O Pentágono cancelou oficialmente o sistema de controle terrestre para a rede de satélites de navegação GPS das Forças Armadas dos EUA. A decisão, anunciada pela Força Espacial dos EUA em comunicado nesta segunda-feira (21), encerra um projeto de 16 anos marcado por atrasos, estouros de orçamento e problemas técnicos considerados insuperáveis.

OCX: 16 anos de prejuízos e promessas não cumpridas

O Global Positioning System Next-Generation Operational Control System (OCX), avaliado em cerca de US$ 8 bilhões, foi projetado para controlar os novos satélites GPS III, lançados a partir de 2018. O sistema incluía:

  • Software para gerenciar novos sinais dos satélites GPS III;
  • Duas estações-mestre de controle;
  • Modificações em estações de monitoramento em todo o mundo.

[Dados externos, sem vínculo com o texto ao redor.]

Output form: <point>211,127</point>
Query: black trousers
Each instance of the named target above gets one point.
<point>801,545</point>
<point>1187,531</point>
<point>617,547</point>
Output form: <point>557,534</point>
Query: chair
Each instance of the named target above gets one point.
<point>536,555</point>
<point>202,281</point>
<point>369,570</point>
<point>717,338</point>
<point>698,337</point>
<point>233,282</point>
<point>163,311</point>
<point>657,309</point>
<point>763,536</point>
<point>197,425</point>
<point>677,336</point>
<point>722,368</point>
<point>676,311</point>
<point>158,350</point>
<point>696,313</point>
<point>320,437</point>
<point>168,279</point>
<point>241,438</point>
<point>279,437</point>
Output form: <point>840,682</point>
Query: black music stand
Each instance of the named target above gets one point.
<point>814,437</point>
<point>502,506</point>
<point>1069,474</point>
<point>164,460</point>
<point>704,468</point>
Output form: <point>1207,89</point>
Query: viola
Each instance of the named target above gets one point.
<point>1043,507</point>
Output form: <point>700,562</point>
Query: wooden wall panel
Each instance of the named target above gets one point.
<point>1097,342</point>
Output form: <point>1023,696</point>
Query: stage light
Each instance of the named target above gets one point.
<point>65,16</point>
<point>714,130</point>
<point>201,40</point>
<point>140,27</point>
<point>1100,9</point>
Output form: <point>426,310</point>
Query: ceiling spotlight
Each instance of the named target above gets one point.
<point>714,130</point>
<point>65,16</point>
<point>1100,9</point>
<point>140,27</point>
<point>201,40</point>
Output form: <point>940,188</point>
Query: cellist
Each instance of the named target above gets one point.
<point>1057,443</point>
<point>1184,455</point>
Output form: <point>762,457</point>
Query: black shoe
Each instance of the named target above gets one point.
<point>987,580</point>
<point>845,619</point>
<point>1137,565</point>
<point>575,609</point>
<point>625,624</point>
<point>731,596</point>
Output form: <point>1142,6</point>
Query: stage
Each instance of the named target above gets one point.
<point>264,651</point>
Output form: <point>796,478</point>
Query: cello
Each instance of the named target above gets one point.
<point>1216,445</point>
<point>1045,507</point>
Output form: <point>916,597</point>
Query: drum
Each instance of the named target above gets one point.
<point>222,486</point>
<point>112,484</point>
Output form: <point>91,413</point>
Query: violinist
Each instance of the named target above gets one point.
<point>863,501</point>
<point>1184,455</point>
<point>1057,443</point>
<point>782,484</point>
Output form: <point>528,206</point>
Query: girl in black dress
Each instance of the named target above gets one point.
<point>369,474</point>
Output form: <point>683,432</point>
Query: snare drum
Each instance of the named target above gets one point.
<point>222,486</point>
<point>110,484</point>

A decisão de encerrar o programa foi tomada pelo executivo de aquisições de defesa do Pentágono, Michael Duffey, na sexta-feira (17). Segundo a Força Espacial, os problemas técnicos persistentes tornaram impossível a conclusão do projeto dentro dos prazos e orçamentos estabelecidos.

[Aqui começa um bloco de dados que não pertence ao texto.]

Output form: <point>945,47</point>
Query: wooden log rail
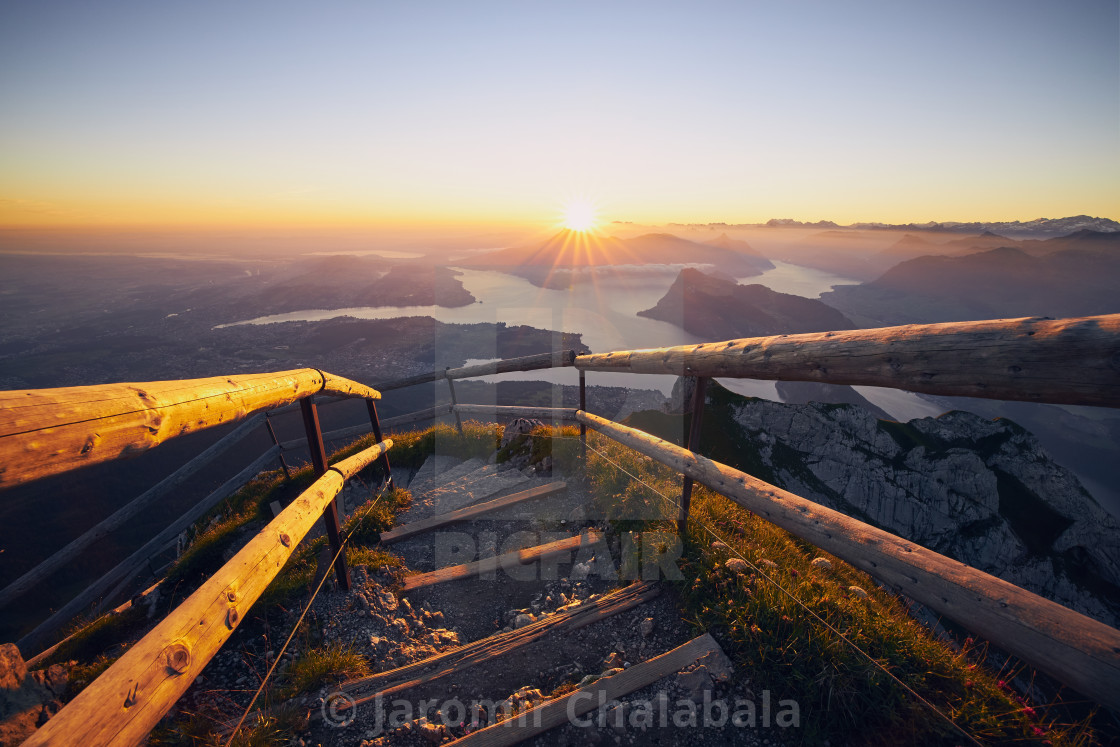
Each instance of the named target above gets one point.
<point>102,591</point>
<point>526,363</point>
<point>1070,646</point>
<point>52,430</point>
<point>132,696</point>
<point>1033,360</point>
<point>64,557</point>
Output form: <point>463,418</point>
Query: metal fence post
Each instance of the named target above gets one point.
<point>371,407</point>
<point>272,432</point>
<point>450,388</point>
<point>582,407</point>
<point>692,442</point>
<point>319,463</point>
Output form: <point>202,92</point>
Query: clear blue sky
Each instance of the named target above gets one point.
<point>355,113</point>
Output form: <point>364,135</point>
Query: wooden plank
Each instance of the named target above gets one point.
<point>464,514</point>
<point>1033,360</point>
<point>506,560</point>
<point>95,594</point>
<point>1067,645</point>
<point>506,365</point>
<point>345,388</point>
<point>67,553</point>
<point>122,705</point>
<point>504,411</point>
<point>558,711</point>
<point>53,430</point>
<point>459,659</point>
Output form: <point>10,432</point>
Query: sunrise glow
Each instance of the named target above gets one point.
<point>579,215</point>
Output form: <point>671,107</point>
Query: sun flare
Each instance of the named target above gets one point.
<point>579,215</point>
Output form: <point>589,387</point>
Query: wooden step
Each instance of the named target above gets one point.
<point>506,560</point>
<point>559,711</point>
<point>464,514</point>
<point>500,644</point>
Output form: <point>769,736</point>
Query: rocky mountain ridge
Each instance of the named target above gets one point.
<point>980,491</point>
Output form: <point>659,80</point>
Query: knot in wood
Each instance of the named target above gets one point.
<point>178,657</point>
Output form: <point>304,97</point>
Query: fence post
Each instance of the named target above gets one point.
<point>450,388</point>
<point>371,407</point>
<point>319,463</point>
<point>276,441</point>
<point>582,407</point>
<point>692,442</point>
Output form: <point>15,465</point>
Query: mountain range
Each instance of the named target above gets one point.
<point>1065,277</point>
<point>1036,229</point>
<point>717,308</point>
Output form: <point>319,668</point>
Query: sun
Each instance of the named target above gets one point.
<point>579,215</point>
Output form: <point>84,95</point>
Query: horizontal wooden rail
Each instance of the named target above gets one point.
<point>101,591</point>
<point>506,365</point>
<point>1033,360</point>
<point>1070,646</point>
<point>503,411</point>
<point>123,703</point>
<point>46,431</point>
<point>66,554</point>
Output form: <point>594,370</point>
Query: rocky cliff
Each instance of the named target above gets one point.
<point>980,491</point>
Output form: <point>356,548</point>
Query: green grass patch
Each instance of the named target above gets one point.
<point>777,644</point>
<point>328,664</point>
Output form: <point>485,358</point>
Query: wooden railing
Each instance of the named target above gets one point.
<point>45,432</point>
<point>132,696</point>
<point>1067,361</point>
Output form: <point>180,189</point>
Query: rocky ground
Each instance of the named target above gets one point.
<point>391,629</point>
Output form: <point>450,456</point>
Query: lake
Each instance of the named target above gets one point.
<point>604,310</point>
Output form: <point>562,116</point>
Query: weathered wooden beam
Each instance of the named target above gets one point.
<point>1033,360</point>
<point>129,567</point>
<point>406,531</point>
<point>506,411</point>
<point>455,661</point>
<point>561,710</point>
<point>132,696</point>
<point>48,431</point>
<point>506,365</point>
<point>67,553</point>
<point>1067,645</point>
<point>501,644</point>
<point>493,563</point>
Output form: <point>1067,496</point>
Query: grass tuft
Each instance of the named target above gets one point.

Impacto no programa GPS e próximos passos

O cancelamento do OCX representa um revés significativo para o GPS militar, que depende de sistemas atualizados para operar com precisão. Embora os satélites GPS III já estejam em órbita, a falta de um sistema de controle adequado limita sua capacidade operacional total.

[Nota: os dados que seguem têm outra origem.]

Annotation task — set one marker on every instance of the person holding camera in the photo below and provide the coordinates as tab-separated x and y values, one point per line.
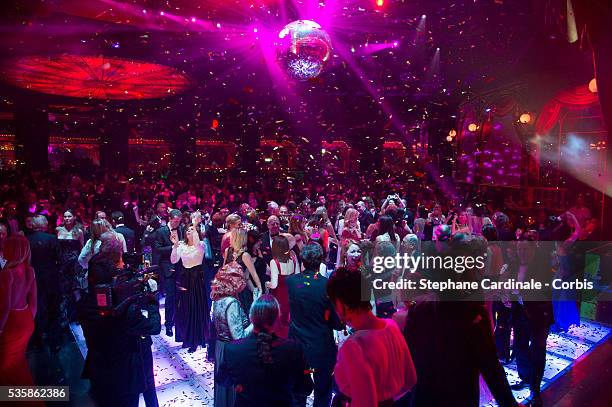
119	362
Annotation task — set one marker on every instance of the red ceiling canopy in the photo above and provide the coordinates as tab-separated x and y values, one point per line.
95	77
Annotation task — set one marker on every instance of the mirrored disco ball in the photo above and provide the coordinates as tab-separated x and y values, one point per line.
303	49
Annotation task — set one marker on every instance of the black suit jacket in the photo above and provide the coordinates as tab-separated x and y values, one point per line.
451	344
129	235
162	248
45	259
313	318
162	245
270	385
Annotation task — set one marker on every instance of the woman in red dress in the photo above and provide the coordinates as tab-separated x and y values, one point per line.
17	311
282	266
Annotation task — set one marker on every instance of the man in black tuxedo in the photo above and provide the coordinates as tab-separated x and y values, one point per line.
273	224
128	234
162	248
313	320
45	262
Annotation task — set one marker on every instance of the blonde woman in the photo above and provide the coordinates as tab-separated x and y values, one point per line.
92	247
232	221
349	227
237	252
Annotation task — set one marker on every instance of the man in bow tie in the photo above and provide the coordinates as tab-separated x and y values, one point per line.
162	245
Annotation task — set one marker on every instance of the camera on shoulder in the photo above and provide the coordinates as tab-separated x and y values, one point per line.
126	288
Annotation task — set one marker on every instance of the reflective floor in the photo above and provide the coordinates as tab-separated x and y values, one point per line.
186	379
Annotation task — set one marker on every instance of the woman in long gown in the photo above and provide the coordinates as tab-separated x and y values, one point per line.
17	311
192	306
70	240
282	266
237	252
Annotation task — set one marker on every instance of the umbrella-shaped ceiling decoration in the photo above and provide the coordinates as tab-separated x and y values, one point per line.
95	77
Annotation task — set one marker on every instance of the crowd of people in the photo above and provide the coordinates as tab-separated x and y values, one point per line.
270	281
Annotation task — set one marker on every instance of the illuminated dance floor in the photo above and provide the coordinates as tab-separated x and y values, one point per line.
186	379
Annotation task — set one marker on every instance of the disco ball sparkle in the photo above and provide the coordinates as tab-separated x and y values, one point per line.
303	49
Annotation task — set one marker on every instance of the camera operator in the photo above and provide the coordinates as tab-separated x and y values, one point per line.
119	362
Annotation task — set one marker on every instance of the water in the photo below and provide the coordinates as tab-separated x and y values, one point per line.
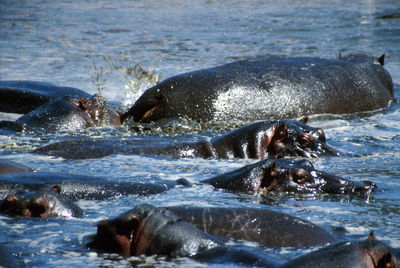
95	46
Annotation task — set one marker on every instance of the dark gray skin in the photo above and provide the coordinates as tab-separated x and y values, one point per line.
25	96
66	113
269	88
75	187
8	166
149	230
44	203
273	139
267	227
369	253
282	175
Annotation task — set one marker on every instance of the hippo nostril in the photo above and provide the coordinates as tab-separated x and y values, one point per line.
320	135
269	179
36	209
306	140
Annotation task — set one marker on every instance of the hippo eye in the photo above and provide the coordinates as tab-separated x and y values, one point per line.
306	139
35	209
300	176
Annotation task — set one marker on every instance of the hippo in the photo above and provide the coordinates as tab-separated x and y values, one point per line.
369	253
272	138
149	230
266	227
25	96
75	187
269	88
66	113
8	167
43	203
285	175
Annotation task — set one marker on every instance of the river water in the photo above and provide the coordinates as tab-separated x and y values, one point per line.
122	47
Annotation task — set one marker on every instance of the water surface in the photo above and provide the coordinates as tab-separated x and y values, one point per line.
122	47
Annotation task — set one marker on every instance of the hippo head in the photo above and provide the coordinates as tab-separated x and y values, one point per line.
273	139
96	111
149	230
118	235
301	177
294	138
283	175
374	67
44	203
134	232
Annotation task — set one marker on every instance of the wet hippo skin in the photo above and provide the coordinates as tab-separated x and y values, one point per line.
44	203
269	88
149	230
267	227
66	113
25	96
259	140
369	253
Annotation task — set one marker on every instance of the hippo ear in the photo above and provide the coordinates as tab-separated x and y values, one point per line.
381	59
56	188
304	119
9	203
371	236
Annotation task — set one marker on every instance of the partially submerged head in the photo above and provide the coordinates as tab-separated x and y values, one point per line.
302	177
274	139
44	203
281	175
149	230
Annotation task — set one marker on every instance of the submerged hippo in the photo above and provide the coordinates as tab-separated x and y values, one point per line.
44	203
25	96
269	88
66	113
76	187
282	175
149	230
369	253
267	227
258	140
7	167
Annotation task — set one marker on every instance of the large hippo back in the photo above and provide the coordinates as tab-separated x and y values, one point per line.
269	88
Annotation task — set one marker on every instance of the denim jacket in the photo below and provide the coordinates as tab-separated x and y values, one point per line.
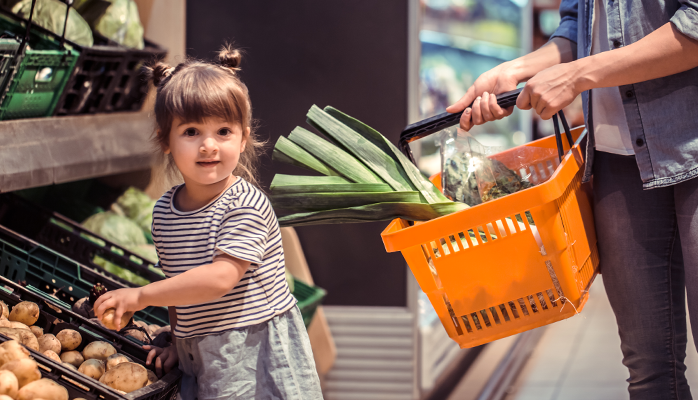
662	113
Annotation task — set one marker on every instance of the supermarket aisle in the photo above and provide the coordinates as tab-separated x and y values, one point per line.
580	358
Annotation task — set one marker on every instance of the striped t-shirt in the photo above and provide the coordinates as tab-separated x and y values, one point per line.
241	223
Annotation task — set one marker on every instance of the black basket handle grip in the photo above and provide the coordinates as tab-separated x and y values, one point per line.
426	127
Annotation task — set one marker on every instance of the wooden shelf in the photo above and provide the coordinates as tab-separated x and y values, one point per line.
39	152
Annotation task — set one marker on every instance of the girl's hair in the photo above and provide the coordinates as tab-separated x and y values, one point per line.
197	90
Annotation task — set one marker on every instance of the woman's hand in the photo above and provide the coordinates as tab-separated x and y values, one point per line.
122	300
550	90
165	358
482	94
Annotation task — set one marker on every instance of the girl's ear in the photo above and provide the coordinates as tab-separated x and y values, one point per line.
244	139
165	148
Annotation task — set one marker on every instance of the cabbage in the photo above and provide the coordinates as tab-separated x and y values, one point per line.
138	207
116	228
50	14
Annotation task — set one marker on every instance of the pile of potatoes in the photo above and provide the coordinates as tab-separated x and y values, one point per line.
84	308
98	360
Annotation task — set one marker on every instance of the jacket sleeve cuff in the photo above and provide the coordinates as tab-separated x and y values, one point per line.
567	29
686	20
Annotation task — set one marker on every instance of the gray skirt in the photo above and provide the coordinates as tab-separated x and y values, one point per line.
272	360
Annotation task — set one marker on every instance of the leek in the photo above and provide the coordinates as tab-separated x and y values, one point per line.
363	149
373	212
419	181
290	153
330	154
285	184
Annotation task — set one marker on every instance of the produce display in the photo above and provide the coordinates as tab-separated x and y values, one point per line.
20	375
366	177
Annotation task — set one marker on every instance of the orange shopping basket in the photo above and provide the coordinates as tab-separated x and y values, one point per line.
511	264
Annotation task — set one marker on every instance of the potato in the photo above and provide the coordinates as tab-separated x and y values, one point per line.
108	319
44	389
49	342
141	324
52	355
84	308
71	366
12	350
152	378
73	357
8	384
28	339
19	325
116	359
70	339
93	368
5	310
25	312
98	350
11	333
38	332
25	370
126	376
152	329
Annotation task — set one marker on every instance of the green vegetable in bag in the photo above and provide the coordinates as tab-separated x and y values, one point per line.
50	14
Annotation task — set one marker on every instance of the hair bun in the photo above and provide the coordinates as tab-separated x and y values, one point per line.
230	57
158	72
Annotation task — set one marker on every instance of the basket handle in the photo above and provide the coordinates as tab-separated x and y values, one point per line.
429	126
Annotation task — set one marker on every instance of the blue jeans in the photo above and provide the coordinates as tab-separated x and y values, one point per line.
648	245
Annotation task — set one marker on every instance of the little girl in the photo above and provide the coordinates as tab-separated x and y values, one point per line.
237	331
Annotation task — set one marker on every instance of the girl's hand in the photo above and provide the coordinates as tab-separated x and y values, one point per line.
165	358
550	90
122	300
482	93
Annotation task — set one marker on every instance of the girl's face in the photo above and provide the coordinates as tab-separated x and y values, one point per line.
206	153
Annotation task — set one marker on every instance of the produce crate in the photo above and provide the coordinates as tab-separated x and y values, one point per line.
53	320
39	76
309	298
107	77
71	239
22	259
535	253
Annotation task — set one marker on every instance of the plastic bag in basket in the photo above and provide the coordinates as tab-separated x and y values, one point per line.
472	173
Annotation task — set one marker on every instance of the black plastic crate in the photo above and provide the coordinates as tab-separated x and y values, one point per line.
108	78
53	321
23	260
71	239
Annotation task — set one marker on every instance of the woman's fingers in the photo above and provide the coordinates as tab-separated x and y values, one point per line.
465	119
477	112
485	107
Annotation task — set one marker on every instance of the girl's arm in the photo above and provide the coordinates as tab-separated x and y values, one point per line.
198	285
664	52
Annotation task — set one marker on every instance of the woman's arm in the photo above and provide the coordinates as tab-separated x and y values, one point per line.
198	285
506	77
664	52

Autoridades não divulgaram detalhes sobre um plano alternativo, mas a Força Espacial afirmou que está avaliando soluções para garantir a continuidade do serviço de navegação por satélite. Especialistas destacam que o caso reforça a necessidade de maior controle sobre projetos de alta tecnologia no setor de defesa.

"Os problemas técnicos do OCX se mostraram insuperáveis após anos de tentativas. A decisão foi inevitável para evitar novos desperdícios de recursos."
Comunicado da Força Espacial dos EUA

Contexto: histórico de falhas e críticas

O projeto OCX enfrentou inúmeros problemas desde seu lançamento em 2008:

  • Estouro de orçamento: de US$ 3,7 bilhões para mais de US$ 8 bilhões;
  • Atrasos recorrentes no cronograma;
  • Dificuldades técnicas na integração de sistemas;
  • Críticas de auditores governamentais sobre gestão ineficiente.

O caso do OCX se soma a uma série de projetos militares com problemas semelhantes, como o avião de combate F-35, que também enfrentou estouros de custos e atrasos.